Она нахмурилась, пытаясь ухватить ускользающую деталь.
– Акцент… Да. Пожалуй. Не сильный, едва заметный. Немецкий, как у Георгия, но другой. Более жесткий, что ли. Словно он рубит слова. Я не могу объяснить точнее. Это было… чужое. Нездешнее.
Низкий голос. Легкий акцент. Поздний визит. Губернатор отпускает прислугу. Все это складывалось в картину тайной, чрезвычайно важной встречи. Встречи, которая, по всей видимости, закончилась для фон Цандера фатально.
– Как долго продолжался визит?
– Около часа. Может, чуть больше. Я слышала, как они вышли. Георгий сам провожал его. Я слышала, как щелкнул замок на парадной двери. Потом шаги мужа по коридору… он не вернулся сразу в кабинет. Он прошел в библиотеку. Я слышала, как он наливает себе коньяк. Он почти никогда не пил один. Только если был сильно расстроен.
– И после этого вы его больше не видели?
Она отрицательно качнула головой. Крупная, одинокая слеза скатилась по ее щеке, оставляя влажный след на напудренной коже.
– Я уснула. Я приняла капли… Я так устала от всего этого. А утром… Утром горничная нашла…
Она закрыла лицо руками, и ее плечи затряслись в беззвучных рыданиях. Корсет больше не мог сдерживать ее горе. Оно вырвалось наружу, сокрушая остатки самообладания.

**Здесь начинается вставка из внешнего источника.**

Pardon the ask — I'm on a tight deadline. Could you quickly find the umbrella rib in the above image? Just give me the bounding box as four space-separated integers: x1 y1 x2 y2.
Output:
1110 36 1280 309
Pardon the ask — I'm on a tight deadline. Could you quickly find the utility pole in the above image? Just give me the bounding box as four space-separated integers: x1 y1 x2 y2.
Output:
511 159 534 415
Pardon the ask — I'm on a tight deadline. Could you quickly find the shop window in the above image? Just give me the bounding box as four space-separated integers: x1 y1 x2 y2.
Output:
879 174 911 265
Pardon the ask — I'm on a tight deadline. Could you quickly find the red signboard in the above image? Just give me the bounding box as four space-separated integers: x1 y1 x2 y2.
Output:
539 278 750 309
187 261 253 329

Я поднялся. Допрос был окончен. Продолжать его было бы не просто бессмысленно, но и жестоко. Я получил все, что мог. Даже больше, чем рассчитывал.
Картина преступления, еще час назад казавшаяся плоской и двумерной, как агитационный листок, обрела глубину, объем и зловещие тени. Революционеры-фанатики отступали на задний план, превращаясь в удобную декорацию. А на авансцену выходили могущественные враги из Петербурга, грязный «денежный спор», сожженные документы и таинственная ночная фигура с низким голосом и легким акцентом.
Убийство губернатора переставало быть актом политического террора. Оно становилось последним аргументом в споре, который велся в тишине правительственных кабинетов и дорогих ресторанов. Исполнители могли быть кем угодно – наемными бандитами, обманутыми идеалистами, агентами охранки. Но заказчики… заказчики сидели где-то там, в столице, и их руки действительно были достаточно длинны, чтобы дотянуться до Заволжска и заставить замолчать несговорчивого губернатора.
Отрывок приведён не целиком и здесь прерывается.